Commercial Coffee Roaster News, Customer Stories
Blue Ridge Blend: Adrian Maldonado and Hatchet Coffee Roasters
Head Roaster Adrian Maldonado roasts for Hatchet Coffee Roasters on an MCR-20, 20 kilogram roaster in a commercial space next door to the Hatchet Cafe in Boone, North Carolina. The space is open to the public, and often invites in cafe customers looking for a backstage pass into the coffee shop world. Adrian loves giving tours and inviting people into the space, even in the middle of a workday. “Kids think [the roaster] looks like a train,” he says.
Roasting was a natural career path for Adrian to seek out, after growing up in a family that centered their get-togethers around coffee. His grandfather grew and roasted coffee in Puerto Rico. Coffee appealed to him through his love of process and crafting. Before roasting, Adrian was a technician in a woodshop. “I’ve also always had a love for machines and mechanical things,” he says.

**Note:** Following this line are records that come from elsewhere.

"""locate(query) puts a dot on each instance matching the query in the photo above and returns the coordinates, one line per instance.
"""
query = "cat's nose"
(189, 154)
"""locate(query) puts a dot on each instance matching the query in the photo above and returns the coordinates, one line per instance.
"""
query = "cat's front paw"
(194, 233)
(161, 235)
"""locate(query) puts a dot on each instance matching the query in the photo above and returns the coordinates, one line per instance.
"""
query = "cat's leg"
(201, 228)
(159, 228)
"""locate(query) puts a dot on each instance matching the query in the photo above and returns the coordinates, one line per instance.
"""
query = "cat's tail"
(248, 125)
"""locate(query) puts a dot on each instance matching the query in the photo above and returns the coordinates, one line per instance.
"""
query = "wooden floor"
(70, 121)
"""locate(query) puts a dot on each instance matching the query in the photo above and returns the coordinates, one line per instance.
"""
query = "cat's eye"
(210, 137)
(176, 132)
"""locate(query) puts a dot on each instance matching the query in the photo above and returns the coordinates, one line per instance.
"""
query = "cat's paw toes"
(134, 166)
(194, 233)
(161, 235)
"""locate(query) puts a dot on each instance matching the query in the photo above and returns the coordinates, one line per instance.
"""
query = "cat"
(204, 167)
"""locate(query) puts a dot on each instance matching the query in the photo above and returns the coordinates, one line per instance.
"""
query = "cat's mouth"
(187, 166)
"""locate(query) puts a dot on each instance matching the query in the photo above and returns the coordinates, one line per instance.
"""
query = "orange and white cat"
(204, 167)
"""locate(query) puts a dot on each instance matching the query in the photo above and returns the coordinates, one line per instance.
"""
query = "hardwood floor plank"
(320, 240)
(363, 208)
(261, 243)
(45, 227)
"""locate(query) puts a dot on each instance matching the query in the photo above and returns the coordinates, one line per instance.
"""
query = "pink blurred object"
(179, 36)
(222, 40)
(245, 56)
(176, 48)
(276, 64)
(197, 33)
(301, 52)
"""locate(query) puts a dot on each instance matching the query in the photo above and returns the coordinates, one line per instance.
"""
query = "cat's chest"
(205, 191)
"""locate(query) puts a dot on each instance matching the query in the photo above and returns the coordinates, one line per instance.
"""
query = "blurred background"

He came to Hatchet Coffee in 2020. “I found myself glued to the roaster,” he says. He took over the role of head roaster a few months later.
The Way Up
Hatchet Coffee Roasters was founded in the mid 2010s by a pair of bread bakers on the night shift. They started roasting and selling Hatchet coffee in 2016, focusing on farmer’s markets at first. The first roastery was a small, closet-like space in Boone. They moved from their first location to a larger space in 2019, the same year that the company invested in an MCR-20. “They went back and forth on getting a bigger roaster,” Adrian says. They wanted enough capacity to grow, without losing control of the roast.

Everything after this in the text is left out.